Sergio y cualquier chica
No tardé en encontrar a mi amiga y a sus dos galanes. Olga reía como si realmente fuera muy feliz. Eran los efectos de la noticia bomba. En cuanto me vio, Sergio se apresuró a decir:
—Estás muy guapa, Amaranta.
Sergio es de ese tipo de chicos tímidos que te ponen nerviosa por la manera en que te miran. Uno de esos que nunca terminan de decidirse. Es muy delgado y muy alto, y creo que por eso camina un poco encorvado (no debe de ser fácil tener que mirar a todo el mundo hacia abajo). Tiene unos ojos azules muy bonitos, y el pelo rubio y ondulado. Es simpático, buen estudiante y todas esas cosas que mi madre dice. Reconozco que cualquier chica podría enamorarse de él. El problema es que yo no soy cualquier chica. No sé por qué, pero tiene algo que no termina de encajar. Peor aún: tiene algo que me genera una especie de rechazo automático. Olga tiene su propia teoría al respecto.
—Te lo ha puesto demasiado fácil. Hace demasiado que sabes que está loco por ti.
Puede ser. O puede que no. ¿Es posible que nuestro corazón sea tan perverso? ¿Es posible que prefiramos lo difícil a lo fácil? ¿Lo incierto a lo seguro? No lo creo, yo no soy así.
Otra vez Olga, la filósofa.
—Tú eres como todas las chicas, cielo. Una mema que siempre quiere lo que no puede tener.
Siempre creí que Olga estaba equivocaba. En primer lugar, porque yo no quería a Sergio, pero no estaba enamorada (ni encaprichada ni nada de nada) de otro. En segundo lugar, porque lo mío con Sergio no tenía nada que ver con sus sentimientos.
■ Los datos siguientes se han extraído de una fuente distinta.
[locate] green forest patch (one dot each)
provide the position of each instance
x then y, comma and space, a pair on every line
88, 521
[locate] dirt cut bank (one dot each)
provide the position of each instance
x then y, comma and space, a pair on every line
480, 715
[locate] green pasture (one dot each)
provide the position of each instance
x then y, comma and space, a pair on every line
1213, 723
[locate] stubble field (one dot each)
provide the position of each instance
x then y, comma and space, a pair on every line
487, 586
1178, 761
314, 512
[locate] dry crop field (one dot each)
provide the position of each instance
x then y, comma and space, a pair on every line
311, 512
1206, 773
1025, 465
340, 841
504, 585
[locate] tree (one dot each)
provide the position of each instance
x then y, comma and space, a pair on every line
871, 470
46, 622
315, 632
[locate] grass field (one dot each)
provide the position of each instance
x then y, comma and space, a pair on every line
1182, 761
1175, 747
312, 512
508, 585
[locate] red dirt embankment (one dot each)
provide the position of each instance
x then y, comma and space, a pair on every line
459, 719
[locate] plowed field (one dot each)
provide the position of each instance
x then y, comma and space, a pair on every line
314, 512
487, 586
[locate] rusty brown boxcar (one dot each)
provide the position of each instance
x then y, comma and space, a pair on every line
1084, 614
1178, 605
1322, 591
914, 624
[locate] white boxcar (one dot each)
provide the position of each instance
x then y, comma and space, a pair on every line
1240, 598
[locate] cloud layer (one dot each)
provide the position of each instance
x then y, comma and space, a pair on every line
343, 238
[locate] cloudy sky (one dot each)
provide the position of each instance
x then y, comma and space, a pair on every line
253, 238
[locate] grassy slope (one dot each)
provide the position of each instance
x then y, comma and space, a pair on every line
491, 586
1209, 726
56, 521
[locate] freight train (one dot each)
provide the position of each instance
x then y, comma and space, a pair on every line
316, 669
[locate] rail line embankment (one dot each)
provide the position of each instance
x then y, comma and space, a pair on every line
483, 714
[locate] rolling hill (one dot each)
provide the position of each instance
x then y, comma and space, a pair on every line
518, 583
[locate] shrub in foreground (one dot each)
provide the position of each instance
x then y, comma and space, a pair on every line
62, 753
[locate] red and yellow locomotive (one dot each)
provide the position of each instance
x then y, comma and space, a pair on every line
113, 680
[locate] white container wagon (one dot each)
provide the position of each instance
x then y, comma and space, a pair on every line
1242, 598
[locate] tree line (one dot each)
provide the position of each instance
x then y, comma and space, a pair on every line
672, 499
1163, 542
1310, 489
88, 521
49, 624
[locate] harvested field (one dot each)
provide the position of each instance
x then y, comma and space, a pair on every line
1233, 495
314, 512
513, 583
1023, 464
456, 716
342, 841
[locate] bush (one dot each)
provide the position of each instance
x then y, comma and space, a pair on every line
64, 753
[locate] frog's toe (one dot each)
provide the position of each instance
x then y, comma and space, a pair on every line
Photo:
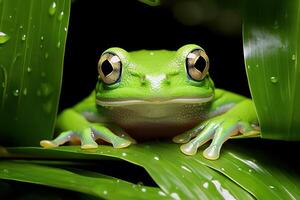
47, 144
212, 152
87, 139
184, 137
59, 140
106, 134
189, 149
121, 143
223, 133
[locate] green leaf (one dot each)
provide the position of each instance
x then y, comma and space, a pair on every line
272, 52
32, 42
238, 174
99, 185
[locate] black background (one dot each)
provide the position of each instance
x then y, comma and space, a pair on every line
97, 25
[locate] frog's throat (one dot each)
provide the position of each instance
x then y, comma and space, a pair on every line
126, 102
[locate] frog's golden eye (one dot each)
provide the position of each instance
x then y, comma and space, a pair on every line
109, 68
197, 64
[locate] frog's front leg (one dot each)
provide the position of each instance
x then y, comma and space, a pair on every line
238, 120
86, 132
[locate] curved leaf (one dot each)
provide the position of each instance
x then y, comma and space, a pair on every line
32, 41
101, 186
272, 51
236, 173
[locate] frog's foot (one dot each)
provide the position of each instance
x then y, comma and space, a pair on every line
59, 140
121, 133
219, 130
105, 134
87, 137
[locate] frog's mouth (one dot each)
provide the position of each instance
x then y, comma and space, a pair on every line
127, 102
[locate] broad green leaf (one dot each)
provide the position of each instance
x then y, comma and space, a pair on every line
32, 42
272, 52
238, 174
101, 186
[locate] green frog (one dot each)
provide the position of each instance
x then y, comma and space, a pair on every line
147, 94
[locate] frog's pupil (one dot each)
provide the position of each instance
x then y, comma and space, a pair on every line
106, 68
200, 64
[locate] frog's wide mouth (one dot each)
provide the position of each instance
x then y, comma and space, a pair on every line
126, 102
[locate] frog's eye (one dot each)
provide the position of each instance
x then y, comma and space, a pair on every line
109, 68
197, 64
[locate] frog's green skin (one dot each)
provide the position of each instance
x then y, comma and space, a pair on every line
155, 97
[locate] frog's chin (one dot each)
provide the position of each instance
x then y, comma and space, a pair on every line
154, 101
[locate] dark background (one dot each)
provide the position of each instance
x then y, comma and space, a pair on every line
97, 25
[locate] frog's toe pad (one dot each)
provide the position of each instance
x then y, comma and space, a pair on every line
122, 143
188, 149
89, 146
47, 144
212, 152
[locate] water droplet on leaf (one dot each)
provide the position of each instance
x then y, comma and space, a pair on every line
16, 92
274, 79
25, 91
61, 15
52, 8
3, 38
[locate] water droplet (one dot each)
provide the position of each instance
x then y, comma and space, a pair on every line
52, 8
276, 26
39, 93
186, 169
156, 158
274, 79
140, 184
161, 193
16, 92
205, 185
60, 16
23, 37
175, 196
3, 38
25, 91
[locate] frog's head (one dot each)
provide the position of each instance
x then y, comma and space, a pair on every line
143, 91
154, 77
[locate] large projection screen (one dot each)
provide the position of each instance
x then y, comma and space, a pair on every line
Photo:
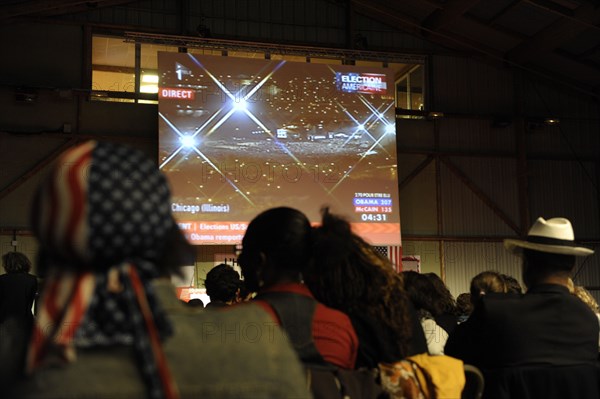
240, 135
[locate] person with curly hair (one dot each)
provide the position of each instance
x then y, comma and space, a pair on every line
486, 282
222, 286
276, 250
448, 315
349, 275
423, 294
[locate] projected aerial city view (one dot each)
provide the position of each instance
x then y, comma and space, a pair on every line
238, 136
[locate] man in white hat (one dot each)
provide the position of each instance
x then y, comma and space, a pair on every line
545, 326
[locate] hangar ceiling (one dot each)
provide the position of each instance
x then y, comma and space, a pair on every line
559, 39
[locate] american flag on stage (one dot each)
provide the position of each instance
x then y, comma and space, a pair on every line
393, 253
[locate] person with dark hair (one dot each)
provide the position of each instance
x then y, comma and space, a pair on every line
195, 303
18, 288
276, 250
109, 323
424, 295
222, 286
448, 316
464, 306
546, 325
348, 274
512, 284
485, 283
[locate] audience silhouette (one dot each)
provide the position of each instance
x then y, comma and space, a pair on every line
110, 324
348, 274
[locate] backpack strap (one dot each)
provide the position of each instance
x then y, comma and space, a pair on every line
295, 313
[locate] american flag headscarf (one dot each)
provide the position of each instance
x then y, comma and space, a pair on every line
101, 219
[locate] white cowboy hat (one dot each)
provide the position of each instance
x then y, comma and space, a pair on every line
553, 235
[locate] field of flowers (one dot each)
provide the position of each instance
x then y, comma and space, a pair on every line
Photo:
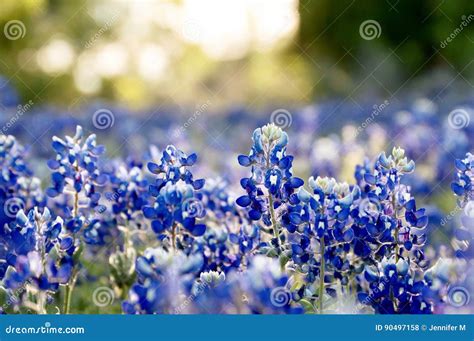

En el fondo me hacía sentir muy bien que estuviera enamorado de mí. Era solo que yo no podía corresponderle. Lo había intentado, aunque solo fuera por la insistencia de mamá. Y porque siempre he pensado que es un buen chico. Lo intenté.
¿Habéis intentado alguna vez enamoraros de alguien a propósito? Es una de las cosas más absurdas del mundo. Y más inútiles. Jamás funciona.
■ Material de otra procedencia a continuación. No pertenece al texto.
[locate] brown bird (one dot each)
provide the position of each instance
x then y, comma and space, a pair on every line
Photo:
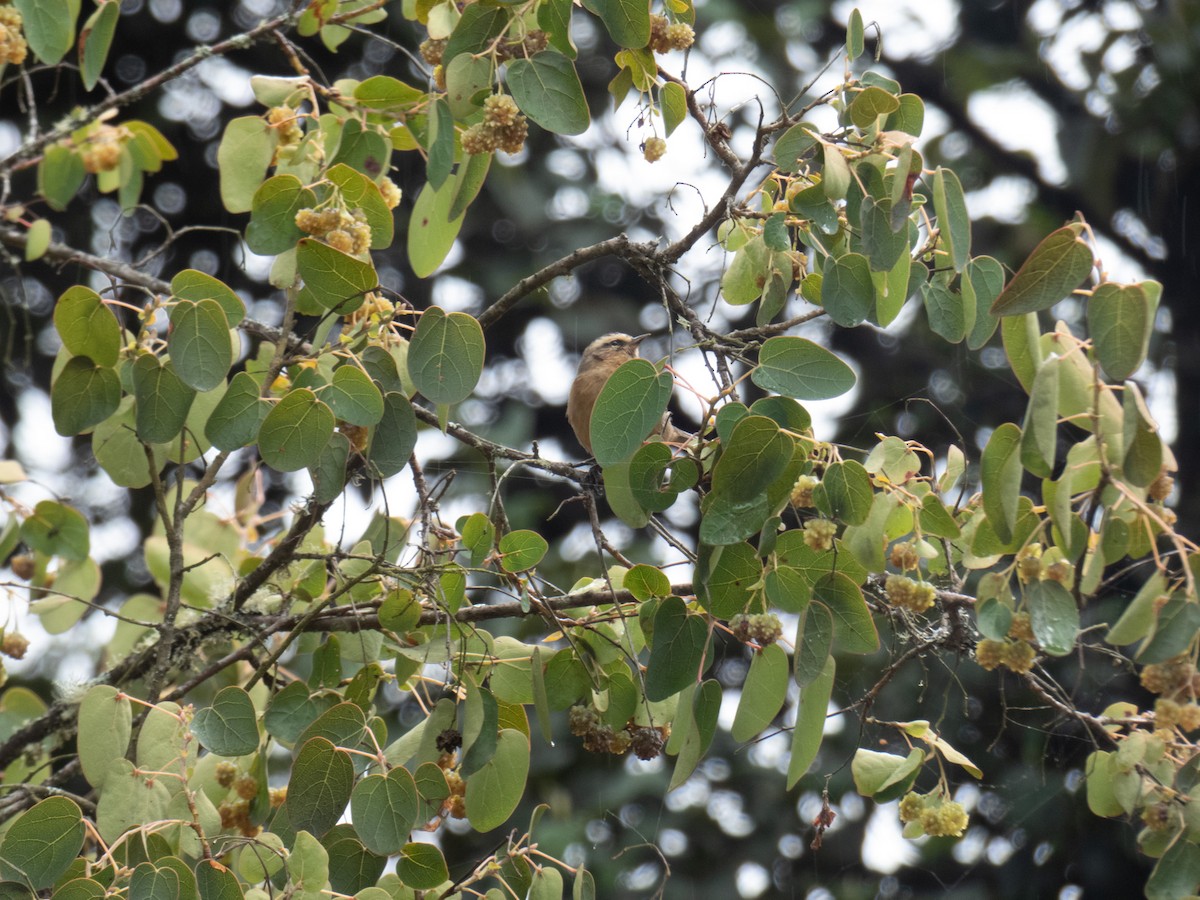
600, 360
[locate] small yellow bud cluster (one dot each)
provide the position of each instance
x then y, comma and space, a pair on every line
654, 149
13, 645
1169, 714
904, 556
389, 192
819, 533
12, 42
802, 491
1029, 563
339, 228
667, 36
909, 594
1162, 486
1173, 677
503, 127
760, 628
939, 815
102, 149
286, 123
1021, 628
1014, 655
432, 49
646, 741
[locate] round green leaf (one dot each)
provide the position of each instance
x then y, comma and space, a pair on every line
88, 327
798, 367
321, 786
106, 723
495, 791
384, 810
1119, 318
83, 396
521, 551
445, 355
228, 727
762, 694
629, 407
1055, 268
199, 343
42, 843
353, 396
395, 437
295, 431
162, 400
333, 280
421, 867
547, 89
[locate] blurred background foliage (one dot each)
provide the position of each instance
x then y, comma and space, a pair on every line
1043, 108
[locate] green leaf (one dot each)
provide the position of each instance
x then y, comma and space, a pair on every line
273, 220
1001, 477
162, 400
384, 810
677, 657
421, 867
814, 642
42, 843
199, 345
445, 355
295, 431
48, 27
196, 286
547, 89
810, 721
855, 42
870, 105
495, 791
673, 100
1120, 322
83, 396
1039, 432
985, 277
762, 694
238, 418
703, 706
321, 786
798, 367
57, 529
1054, 616
88, 327
845, 492
953, 221
755, 455
95, 40
394, 438
106, 723
628, 21
946, 310
228, 727
726, 576
1055, 268
853, 627
629, 407
353, 396
60, 174
847, 292
333, 280
243, 159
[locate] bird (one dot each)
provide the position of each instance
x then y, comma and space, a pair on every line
600, 359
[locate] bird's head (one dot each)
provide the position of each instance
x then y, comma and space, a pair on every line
610, 351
Al final, lo único que logré fue mirarle con cara de ser culpable de algún crimen y decirle, muy seria:
—Sergio, me caes muy bien y me gustaría que fuéramos buenos amigos, pero no estoy enamorada de ti. Lo siento mucho.
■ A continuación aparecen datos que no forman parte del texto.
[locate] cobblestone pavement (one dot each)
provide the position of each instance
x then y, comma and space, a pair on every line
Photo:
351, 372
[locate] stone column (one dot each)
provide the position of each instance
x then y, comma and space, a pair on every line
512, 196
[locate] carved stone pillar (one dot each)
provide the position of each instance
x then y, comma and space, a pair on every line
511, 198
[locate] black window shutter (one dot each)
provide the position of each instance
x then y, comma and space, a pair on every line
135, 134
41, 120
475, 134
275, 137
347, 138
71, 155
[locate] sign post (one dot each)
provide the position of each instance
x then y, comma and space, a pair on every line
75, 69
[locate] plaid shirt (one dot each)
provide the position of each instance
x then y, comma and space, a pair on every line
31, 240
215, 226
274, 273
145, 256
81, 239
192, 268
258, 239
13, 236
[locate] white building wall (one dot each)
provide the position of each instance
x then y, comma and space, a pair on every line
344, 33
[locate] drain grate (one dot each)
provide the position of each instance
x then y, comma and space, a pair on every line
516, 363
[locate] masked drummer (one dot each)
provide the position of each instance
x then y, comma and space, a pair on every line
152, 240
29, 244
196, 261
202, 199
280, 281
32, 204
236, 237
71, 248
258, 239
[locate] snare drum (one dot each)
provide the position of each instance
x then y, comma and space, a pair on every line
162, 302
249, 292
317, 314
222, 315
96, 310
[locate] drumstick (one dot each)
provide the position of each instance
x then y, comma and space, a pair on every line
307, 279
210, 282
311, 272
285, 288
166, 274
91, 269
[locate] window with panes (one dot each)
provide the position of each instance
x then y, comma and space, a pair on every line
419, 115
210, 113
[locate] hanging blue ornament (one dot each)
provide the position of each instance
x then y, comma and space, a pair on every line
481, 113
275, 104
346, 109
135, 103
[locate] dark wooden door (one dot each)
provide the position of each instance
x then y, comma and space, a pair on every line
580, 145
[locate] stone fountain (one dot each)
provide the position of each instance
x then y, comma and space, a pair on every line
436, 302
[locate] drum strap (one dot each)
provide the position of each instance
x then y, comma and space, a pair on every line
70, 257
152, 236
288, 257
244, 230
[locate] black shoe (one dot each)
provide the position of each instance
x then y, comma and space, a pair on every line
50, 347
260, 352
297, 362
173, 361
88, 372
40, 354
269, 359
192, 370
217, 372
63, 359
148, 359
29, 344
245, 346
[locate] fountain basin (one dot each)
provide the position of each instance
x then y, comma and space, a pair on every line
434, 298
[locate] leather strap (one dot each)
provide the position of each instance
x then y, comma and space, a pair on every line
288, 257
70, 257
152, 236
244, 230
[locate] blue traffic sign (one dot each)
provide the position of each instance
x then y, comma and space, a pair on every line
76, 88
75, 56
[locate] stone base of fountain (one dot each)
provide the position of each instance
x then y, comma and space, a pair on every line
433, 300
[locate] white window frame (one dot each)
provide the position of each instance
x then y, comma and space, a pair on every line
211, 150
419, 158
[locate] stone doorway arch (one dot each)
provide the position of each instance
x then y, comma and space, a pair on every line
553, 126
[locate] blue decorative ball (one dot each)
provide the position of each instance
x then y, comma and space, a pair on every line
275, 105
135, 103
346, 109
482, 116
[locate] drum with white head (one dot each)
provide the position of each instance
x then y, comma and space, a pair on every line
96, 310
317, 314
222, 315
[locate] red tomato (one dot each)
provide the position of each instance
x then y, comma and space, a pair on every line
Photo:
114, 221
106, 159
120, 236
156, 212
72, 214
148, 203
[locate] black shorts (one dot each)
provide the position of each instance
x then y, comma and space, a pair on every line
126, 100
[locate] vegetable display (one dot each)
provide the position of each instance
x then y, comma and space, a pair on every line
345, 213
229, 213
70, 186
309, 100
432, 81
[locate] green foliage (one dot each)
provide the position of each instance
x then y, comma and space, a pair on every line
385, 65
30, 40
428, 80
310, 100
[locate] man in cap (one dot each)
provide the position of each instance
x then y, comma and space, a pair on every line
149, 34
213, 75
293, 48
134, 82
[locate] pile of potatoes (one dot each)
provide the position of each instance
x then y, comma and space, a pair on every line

Puso tal cara de decepción que me rompió el alma.
¿Sabéis qué es lo contrario del amor? La lástima.
—Por favor, no te quedes así. Te quiero mucho como amigo. Encontrarás a otra y será mejor que yo, ya verás. Cualquier chica podría volverse loca por ti, estoy convencida.
—Yo no quiero a cualquier chica… —musitó él, pero yo fingí que no lo había oído.
Cualquier chica. Otra vez esa desconocida que no era yo ocupando un lugar en mi vida.
De esto hacía un mes. En esos treinta días, Sergio se había comportado como si no hubiera comprendido mis palabras. Estaba segura de que lo había hecho. Nada me hacía presagiar lo contrario.
Y ahora estábamos allí, en mi fiesta de los dieciocho, dispuestos a comprobarlo.
Pablo y Olga comenzaron a alejarse de nosotros. Hablaban como si no existiera nadie más que ellos en el mundo, como si todos los demás no les importáramos en absoluto. Tenían el tono y la postura de estar haciéndose confidencias. Me alegré por mi amiga, pensé que por fin había llegado el momento que tanto había esperado.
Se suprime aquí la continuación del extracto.